My Dark Night of the Soul in a Crappy Hotel in Kearney, Nebraska
Part II of The Road Trip, in which I lost my damn mind.
I loaded the girls into the car and we drove away from Ames, a lump in my throat that temporarily melted away with the soundtrack of my Epic Roadtrip Playlist, but returned five hours later as we turned onto my old street in Sioux Falls. The Rolling Stones’ melancholy “Wild Horses” played as I approached our house; it felt like a funeral dirge.

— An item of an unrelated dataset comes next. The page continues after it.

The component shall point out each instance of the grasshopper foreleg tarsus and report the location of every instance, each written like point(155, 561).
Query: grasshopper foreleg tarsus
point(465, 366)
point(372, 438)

We hugged Grammy and Papa—the girls with unabashed delight and me with false brightness—and brought our things into the house. These would be my last nights sleeping in my “old bedroom,” and I wondered what it would possibly feel like the next time we came to visit. Would the guest bedroom in their updated home feel like a sanctuary, or would it feel unfamiliar and wrong? We visited the new house, still empty, and I smiled with tight lips as my parents showed the girls around their “new bedroom” and revealed all the hiding places for little girls to explore.
Over the next few days, I drifted from room to box-filled room with my fancy camera, taking close-up photos of every surface of my old house. The grains of the walnut-floored entryway; seven iterations of gray and mauve wallpaper; the rust colored hotel-style carpet in the basement; the peach curtains in the guest room. Every bedspread, wall, and carpet was captured; I vowed to make a quilt out of the photographs, but I was a working mom of two and that clearly never happened.
I walked up to my bedroom for the last time, conscious as always of my over-dramatization and theatrics. But I couldn’t help but try to imprint the sensory memory of the grooved wood floor under my feet as I padded to bed, then the dense cushioning of the stairway carpeting. I wrote my brother’s and my initials in the garage under the initials of the teenage girls who came before us.
The next morning, I remember sitting on the front steps with my children, smiling for a photo, but I don’t remember driving away. Any sadness I felt at saying the final goodbye was quickly overshadowed by the disaster to come.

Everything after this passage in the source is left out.